Hoy nuestros alumnos reciben un exceso de estímulos, informaciones e impulsos. Les llegan desde fuera y de dentro del aula. Tal aluvión de señales modifica radicalmente la estructura y la economía de la atención en individuos que no tienen la personalidad definida, que están construyéndola con altibajos. Debido a esta amalgama de impactos, sin duda mal estructurada por sus variables diferenciales y porque coinciden muchos en el tiempo, la percepción de lo que queremos enseñarles, de lo que quieren y deben aprender, queda difuminada. Además, la sobrecarga de trabajo que las nuevas señales precisan, requerirían una estrategia de administración del tiempo y de la atención para los cuales no están preparados. Tampoco los adultos andamos muy duchos, pero tenemos más claras nuestras preferencias, o las cosas que no nos interesan, y desechamos de entrada muchas llamadas.

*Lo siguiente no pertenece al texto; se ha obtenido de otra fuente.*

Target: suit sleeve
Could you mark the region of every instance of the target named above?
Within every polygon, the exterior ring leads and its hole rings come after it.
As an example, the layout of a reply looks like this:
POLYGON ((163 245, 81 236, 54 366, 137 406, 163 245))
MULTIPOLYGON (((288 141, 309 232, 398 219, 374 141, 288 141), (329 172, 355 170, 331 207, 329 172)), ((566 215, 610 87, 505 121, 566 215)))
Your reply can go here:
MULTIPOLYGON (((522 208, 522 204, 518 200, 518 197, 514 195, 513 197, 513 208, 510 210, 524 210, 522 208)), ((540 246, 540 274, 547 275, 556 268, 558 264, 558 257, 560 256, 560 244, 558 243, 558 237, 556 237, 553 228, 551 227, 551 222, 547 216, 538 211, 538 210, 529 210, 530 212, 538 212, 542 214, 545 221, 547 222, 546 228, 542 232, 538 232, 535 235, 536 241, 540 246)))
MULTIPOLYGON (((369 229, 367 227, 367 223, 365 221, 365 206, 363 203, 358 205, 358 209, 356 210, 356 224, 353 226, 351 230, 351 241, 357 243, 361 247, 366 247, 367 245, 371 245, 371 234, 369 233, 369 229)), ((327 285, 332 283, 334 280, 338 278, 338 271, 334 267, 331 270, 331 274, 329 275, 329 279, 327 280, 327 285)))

Dado que seleccionar esos estímulos no les es vital para su bienestar, no es extraño que “pasen de tanta incitación”. Corremos el riesgo, sin quererlo, de provocarles un aburrimiento educativo. Visto así, es muy difícil que haya una atención profunda y contemplativa que favorezca la construcción particular del conocimiento. Por otra parte, la repetición de similares estímulos para el aprendizaje, de contenidos curriculares año tras año, anula los matices de curiosidad y asombro que todos aprendices precisan. Además, para sentirse motivados por esos estímulos, se requeriría un ambiente que favoreciese la atención profunda, circunstancia que no se da muchas veces en nuestras aulas y otros entornos. La atención dispersa cunde, fruto de un cambio acelerado de voces, movimientos, figuras, tareas, procesos y fuentes de información. Solamente estas últimas, ya se reparten entre el profesorado, los libros de texto e Internet. La pura agitación no genera nada nuevo. La construcción del conocimiento y la formación individual requieren reposo para tejer e hilar. Sin relajación se pierde el don de la escucha.

  • Publicado el 25 de febrero de 2015.